Des portes coupe-feu inefficaces, des arroseurs vétustes, les révélations du JDD sur plusieurs bâtiments de la Timone ce dimanche étaient déjà bien connues du personnel et n'étonnent plus les syndicats sur place.

L'immeuble de 17 étages ne respecte pas les normes incendie. Il fait même l'objet d'un "avis défavorable de son exploitation" depuis le 4 août 2017. Une situation que dénonce le délégué syndical Force Ouvrière Olivier Paviot : "L'hôpital doit être remis à neuf et pour cela il faut des millions d'euros et c'est l'Etat qui doit les donner pour assurer la sécurité de ses propres personnels, des visiteurs et des familles".

Car après les punaises de lits et le manque de matériel, c'est maintenant les normes incendies qui ne sont pas respectées : "C'est un problème de moyens de plus en plus récurrent à l'APHM. L'Etat ne peut pas laisser un bâtiment dans un tel état de vétusté, de délabrement et de non conformité s'il veut accueillir du public et du personnel de manière satisfaisante".
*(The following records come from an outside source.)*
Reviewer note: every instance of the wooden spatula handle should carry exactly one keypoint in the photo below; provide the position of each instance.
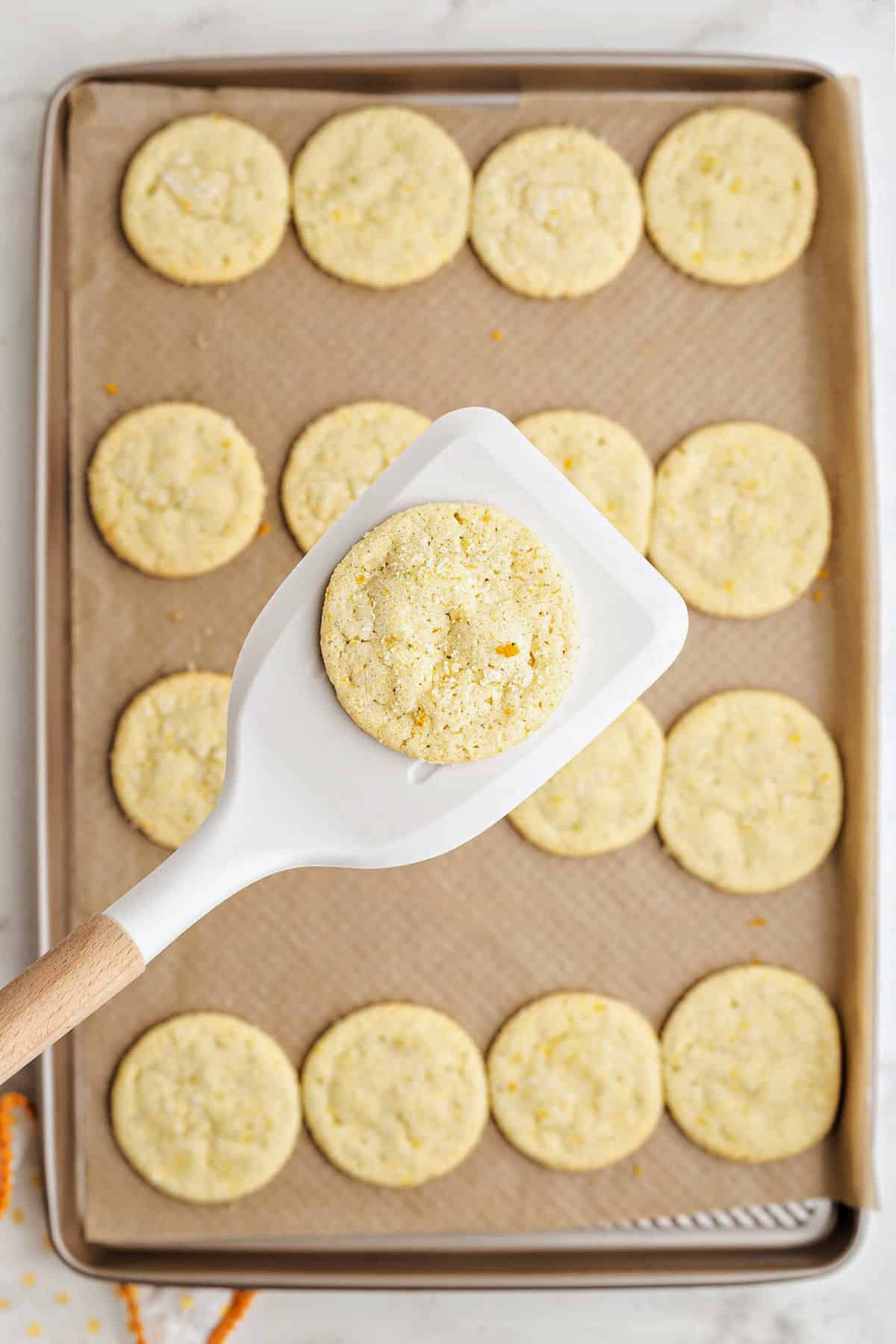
(62, 988)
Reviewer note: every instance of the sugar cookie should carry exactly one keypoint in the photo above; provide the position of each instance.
(751, 1063)
(175, 489)
(206, 200)
(336, 457)
(729, 195)
(206, 1108)
(606, 797)
(450, 632)
(382, 196)
(605, 461)
(556, 213)
(168, 755)
(742, 519)
(395, 1094)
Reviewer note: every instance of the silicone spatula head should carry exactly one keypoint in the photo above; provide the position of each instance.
(305, 787)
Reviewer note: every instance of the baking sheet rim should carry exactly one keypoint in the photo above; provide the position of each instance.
(336, 64)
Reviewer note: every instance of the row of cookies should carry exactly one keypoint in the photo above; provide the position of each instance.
(383, 196)
(746, 792)
(707, 788)
(208, 1108)
(741, 523)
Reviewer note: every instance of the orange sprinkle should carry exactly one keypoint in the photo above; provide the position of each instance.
(134, 1324)
(8, 1103)
(240, 1304)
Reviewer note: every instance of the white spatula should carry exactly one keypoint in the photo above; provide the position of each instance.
(304, 787)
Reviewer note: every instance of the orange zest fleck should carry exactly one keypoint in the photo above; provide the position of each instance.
(8, 1103)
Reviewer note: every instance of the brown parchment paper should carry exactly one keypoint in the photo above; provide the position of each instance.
(484, 929)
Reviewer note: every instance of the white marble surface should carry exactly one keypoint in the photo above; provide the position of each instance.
(42, 42)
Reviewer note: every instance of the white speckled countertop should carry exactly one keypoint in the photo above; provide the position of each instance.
(43, 42)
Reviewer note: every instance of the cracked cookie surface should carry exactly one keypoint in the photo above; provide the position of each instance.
(206, 200)
(206, 1108)
(450, 632)
(336, 457)
(382, 196)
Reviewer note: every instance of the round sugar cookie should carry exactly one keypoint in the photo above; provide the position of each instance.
(176, 489)
(605, 461)
(729, 196)
(450, 632)
(751, 793)
(606, 797)
(206, 200)
(168, 755)
(382, 196)
(395, 1094)
(556, 213)
(751, 1063)
(206, 1108)
(336, 459)
(575, 1081)
(742, 519)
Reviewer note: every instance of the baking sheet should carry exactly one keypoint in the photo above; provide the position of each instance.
(479, 932)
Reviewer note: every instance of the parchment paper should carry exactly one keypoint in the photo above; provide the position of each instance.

Du côté de la CGT, le délégué syndical Yves Castino, s'inquiète également de cette situation. "Si ça ne se limitait qu'aux normes incendie, mais à La Timone, il y a aussi le problème de l'insécurité, des portes de blocs opératoires qui ferment mal, les rats, les cafards, les fenêtres qui ne ferment pas dans les chambres des enfants en chirurgie pédiatrique...", se désole le délégué CGT de l'APHM. "On a besoin de moyens financiers pour remettre le bâtiment à neuf. On nous a promis le plan Copermo, maintenant il faut que les fonds soient débloqués" invoque Yves Castino.

Les délégués CGT et Force Ouvrière demandent d'urgence la mise en application du plan d'investissement de 300 millions d'euros dans le cadre du plan de modernisation de l'hôpital, déjà validé depuis janvier 2018 par le Comité interministériel de la performance et de la modernisation de l'offre de soins hospitaliers (Copermo) et promis de longue date. "Mais les contreparties sont énormes : des suppressions de postes, des suppressions de lits et de salles opératoires. C'est inadmissible...", conclut Yves Castino.